Haymaking [EDWARD THOMAS poem set to music] - Video
PUBLISHED:  Oct 22, 2016
DESCRIPTION:
Here is another poem by Edward Thomas which I have set to music:

Haymaking By Edward Thomas

Em D
After night’s thunder far away had rolled
Am Em
The fiery day had a kernel sweet of cold,
Em D
And in the perfect blue the clouds uncurled,
Am B7
Like the first gods before they made the world

C G
And misery, swimming the stormless sea
Am Em
In beauty and in divine gaiety.
C G
The smooth white empty road was lightly strewn
Am B7
With leaves—the holly’s Autumn falls in June—

F#m C#m
And fir cones standing stiff up in the heat.
D E
The mill-foot water tumbled white and lit
Em Bm
With tossing crystals, happier than any crowd
A B7
Of children pouring out of school aloud.

And in the little thickets where a sleeper
For ever might lie lost, the nettle-creeper
And garden warbler sang unceasingly;
While over them shrill shrieked in his fierce glee

The swift with wings and tail as sharp and narrow
As if the bow had flown off with the arrow.
Only the scent of woodbine and hay new-mown
Travelled the road.

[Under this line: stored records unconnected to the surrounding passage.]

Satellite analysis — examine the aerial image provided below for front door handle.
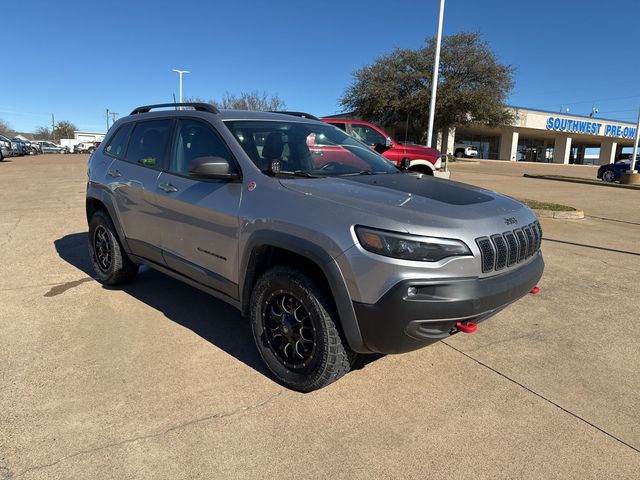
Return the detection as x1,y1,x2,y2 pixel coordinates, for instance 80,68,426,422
158,183,178,193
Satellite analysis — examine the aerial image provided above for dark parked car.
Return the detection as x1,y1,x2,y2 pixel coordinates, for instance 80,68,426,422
11,137,31,155
85,103,544,392
598,154,639,182
11,139,26,157
0,135,13,162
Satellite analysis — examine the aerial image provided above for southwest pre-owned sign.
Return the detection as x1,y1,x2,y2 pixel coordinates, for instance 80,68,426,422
547,117,636,138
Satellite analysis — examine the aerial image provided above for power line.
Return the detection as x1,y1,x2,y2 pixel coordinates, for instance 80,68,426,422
535,95,640,108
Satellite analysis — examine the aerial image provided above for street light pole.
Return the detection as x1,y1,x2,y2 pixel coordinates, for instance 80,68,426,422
427,0,446,148
172,68,191,103
629,110,640,173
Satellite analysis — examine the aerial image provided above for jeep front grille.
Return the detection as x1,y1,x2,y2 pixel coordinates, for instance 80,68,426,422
476,222,542,273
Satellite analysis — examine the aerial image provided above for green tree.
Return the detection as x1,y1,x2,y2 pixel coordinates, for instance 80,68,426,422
0,118,16,138
340,32,514,140
53,120,78,140
185,90,287,111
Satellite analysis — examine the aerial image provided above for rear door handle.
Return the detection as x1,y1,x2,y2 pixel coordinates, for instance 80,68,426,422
158,183,178,193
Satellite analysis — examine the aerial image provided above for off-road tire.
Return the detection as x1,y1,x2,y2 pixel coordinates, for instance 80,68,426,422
88,210,138,285
250,266,356,392
602,169,616,182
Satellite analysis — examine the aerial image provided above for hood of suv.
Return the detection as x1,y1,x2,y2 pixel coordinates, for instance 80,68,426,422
281,173,532,231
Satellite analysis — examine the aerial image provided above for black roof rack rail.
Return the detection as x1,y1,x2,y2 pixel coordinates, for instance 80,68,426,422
269,110,320,120
129,102,220,115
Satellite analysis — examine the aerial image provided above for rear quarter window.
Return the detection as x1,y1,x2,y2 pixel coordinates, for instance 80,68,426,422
105,123,132,157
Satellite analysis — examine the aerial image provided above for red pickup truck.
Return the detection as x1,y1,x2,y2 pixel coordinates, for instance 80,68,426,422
321,118,441,175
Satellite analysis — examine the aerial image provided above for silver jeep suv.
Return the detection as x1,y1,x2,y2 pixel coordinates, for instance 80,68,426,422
86,103,544,391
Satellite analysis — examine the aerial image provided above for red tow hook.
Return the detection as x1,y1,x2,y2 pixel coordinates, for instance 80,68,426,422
456,322,478,333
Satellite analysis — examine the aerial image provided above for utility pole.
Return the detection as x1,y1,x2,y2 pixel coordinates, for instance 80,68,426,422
629,110,640,173
427,0,448,149
172,68,191,103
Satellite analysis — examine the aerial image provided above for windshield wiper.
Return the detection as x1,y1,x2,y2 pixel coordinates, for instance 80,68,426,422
338,170,380,177
278,170,323,178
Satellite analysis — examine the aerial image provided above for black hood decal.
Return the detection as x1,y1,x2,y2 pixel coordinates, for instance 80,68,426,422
340,173,493,205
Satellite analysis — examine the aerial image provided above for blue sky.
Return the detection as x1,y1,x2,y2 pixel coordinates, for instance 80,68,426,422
0,0,640,131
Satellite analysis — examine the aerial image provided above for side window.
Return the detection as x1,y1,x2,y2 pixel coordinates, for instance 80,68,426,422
169,119,232,176
351,123,386,147
104,123,132,157
125,119,171,167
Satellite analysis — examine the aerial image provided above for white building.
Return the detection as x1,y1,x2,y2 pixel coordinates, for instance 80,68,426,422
437,107,636,164
60,130,106,148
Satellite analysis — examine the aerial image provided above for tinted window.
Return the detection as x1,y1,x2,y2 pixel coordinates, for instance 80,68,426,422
169,119,232,175
126,120,171,167
351,123,387,147
104,123,132,157
225,120,398,176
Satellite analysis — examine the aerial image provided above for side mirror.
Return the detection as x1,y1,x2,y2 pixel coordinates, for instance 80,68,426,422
267,160,282,177
189,157,240,180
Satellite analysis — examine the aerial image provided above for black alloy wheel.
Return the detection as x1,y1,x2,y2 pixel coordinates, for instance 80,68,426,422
87,210,138,285
602,169,616,182
262,290,316,370
249,265,356,392
93,225,113,272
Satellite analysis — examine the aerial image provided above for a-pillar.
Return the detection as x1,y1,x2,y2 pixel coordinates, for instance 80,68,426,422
553,136,571,164
500,129,520,162
598,140,618,165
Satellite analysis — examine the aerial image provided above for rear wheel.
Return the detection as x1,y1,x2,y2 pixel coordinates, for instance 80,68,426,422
602,169,616,182
89,210,138,285
251,266,355,392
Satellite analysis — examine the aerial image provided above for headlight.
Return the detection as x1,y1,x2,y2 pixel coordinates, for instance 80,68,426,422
356,227,471,262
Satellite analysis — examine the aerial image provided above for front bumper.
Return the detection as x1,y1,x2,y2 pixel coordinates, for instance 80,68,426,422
353,252,544,353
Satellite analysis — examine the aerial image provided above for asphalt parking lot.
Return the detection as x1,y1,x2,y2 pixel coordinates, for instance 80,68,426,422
0,155,640,480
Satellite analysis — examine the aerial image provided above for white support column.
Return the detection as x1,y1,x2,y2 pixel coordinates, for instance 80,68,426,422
427,130,443,153
440,127,456,155
553,136,571,165
500,129,520,162
598,140,618,165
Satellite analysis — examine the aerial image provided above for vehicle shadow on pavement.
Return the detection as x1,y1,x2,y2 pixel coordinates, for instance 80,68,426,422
54,232,276,381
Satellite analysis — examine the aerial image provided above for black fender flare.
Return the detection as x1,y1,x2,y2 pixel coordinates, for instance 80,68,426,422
86,183,131,254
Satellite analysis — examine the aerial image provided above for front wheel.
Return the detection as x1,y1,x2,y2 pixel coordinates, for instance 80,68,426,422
602,170,616,182
251,266,354,392
89,210,138,285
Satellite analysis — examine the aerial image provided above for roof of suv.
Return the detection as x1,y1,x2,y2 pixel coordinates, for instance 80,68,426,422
125,103,319,123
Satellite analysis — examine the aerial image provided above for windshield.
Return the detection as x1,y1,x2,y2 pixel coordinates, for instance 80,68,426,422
225,120,398,176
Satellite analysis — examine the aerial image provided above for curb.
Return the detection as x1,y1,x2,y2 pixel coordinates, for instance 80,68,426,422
522,173,640,190
534,210,584,220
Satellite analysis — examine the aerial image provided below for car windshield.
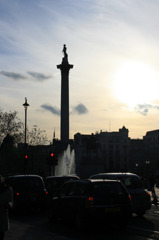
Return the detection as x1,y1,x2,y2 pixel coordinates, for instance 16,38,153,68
93,182,125,196
118,176,143,188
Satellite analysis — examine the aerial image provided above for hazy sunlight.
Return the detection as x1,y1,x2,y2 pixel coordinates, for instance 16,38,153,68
113,61,159,106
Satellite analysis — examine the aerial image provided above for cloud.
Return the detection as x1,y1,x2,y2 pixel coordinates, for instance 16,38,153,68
41,104,60,116
73,103,88,115
27,72,52,81
0,71,26,80
135,103,159,116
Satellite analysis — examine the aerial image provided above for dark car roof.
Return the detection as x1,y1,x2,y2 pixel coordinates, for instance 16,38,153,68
45,175,79,179
7,174,42,179
63,179,120,183
89,172,138,178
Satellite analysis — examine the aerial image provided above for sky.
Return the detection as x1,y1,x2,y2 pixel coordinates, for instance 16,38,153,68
0,0,159,140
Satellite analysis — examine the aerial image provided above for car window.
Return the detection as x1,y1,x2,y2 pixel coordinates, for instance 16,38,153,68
93,182,125,196
119,176,143,188
69,182,89,196
58,182,71,196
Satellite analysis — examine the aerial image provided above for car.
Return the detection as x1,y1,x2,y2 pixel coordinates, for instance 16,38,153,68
48,179,131,229
5,175,47,210
44,175,79,197
89,173,151,216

In the field sloping down,

Park-like, to where its willows showed the brook,
Haymakers rested. The tosser lay forsook
Out in the sun; and the long waggon stood
Without its team, it seemed it never would

Move from the shadow of that single yew.
The team, as still, until their task was due,
Beside the labourers enjoyed the shade
That three squat oaks mid-field together made

Upon a circle of grass and weed uncut,
And on the hollow, once a chalk-pit, but
Now brimmed with nut and elder-flower so clean.
The men leaned on their rakes, about to begin,

But still. And all were silent. All was old,
This morning time, with a great age untold,
Older than Clare and Cobbett, Morland and Crome,
Than, at the field’s far edge, the farmer’s home,

A white house crouched at the foot of a great tree.
Under the heavens that know not what years be
The men, the beasts, the trees, the implements
Uttered even what they will in times far hence—
All of us gone out of the reach of change—
Immortal in a picture of an old grange.